System Administration Guide

Chapter 68 Troubleshooting Software Problems (Overview)

This chapter provides a general overview of troubleshooting software problems, including information on troubleshooting system crashes and viewing system messages.

This is a list of information in this chapter.

Where to Find Software Troubleshooting Tasks

Use these references to find step-by-step instructions for troubleshooting software problems.

Troubleshooting a System Crash

If a system running the Solaris operating environment crashes, provide your service provider with as much information as possible--including core files.

What To Do if The System Crashes

The most important things are:

  1. Write down the system console messages.

    If a system crashes, making it run again may seem like your most pressing concern. However, before you reboot the system, examine the console screen for messages. These messages may provide some insight about what caused the crash. Even if the system reboots automatically and the console messages have disappeared from the screen, you may be able to check these messages by viewing the system error log file that is generated automatically in /var/adm/messages (or /usr/adm/messages). See "How to View System Messages" for more information about viewing system error log files.

    If you have frequent crashes and can't determine their cause, gather all the information you can from the system console or the /var/adm/messages files, and have it ready for a customer service representative to examine. See "Troubleshooting a System Crash" for a complete list of troubleshooting information to gather for your service provider.

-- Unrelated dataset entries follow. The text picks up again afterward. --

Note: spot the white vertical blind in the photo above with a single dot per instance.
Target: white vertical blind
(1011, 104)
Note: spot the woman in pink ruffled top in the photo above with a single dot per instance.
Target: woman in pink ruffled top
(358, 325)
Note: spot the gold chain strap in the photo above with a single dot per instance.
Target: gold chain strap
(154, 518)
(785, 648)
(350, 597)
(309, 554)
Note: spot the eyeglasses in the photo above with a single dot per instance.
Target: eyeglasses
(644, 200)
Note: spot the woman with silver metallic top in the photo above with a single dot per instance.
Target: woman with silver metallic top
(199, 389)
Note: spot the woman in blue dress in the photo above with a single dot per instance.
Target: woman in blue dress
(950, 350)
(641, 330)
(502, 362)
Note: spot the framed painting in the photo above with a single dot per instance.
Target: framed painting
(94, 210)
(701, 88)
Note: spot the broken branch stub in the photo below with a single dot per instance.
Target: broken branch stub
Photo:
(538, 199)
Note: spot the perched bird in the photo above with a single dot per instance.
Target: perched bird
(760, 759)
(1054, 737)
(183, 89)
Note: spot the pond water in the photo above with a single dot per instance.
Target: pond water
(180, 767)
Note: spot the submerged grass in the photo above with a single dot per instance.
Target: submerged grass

    See Chapter 70, Troubleshooting Miscellaneous Software Problems, if the system fails to reboot successfully after a system crash.

  2. Synchronize the disks and reboot.


    ok sync
    

    See Chapter 70, Troubleshooting Miscellaneous Software Problems if the system fails to reboot successfully after a system crash.

  3. Attempt to save the crash information written onto the swap area by running the savecore command.


    # savecore
    

See Chapter 69, Generating and Saving System Crash Information for information about saving crash dumps automatically.

Gathering Troubleshooting Data

Answer the following questions to help isolate the system problem. Use "Troubleshooting a System Crash Checklist" for gathering troubleshooting data for a crashed system.

Table 68-1 Identifying System Crash Data

Question 

Description 

Can you reproduce the problem?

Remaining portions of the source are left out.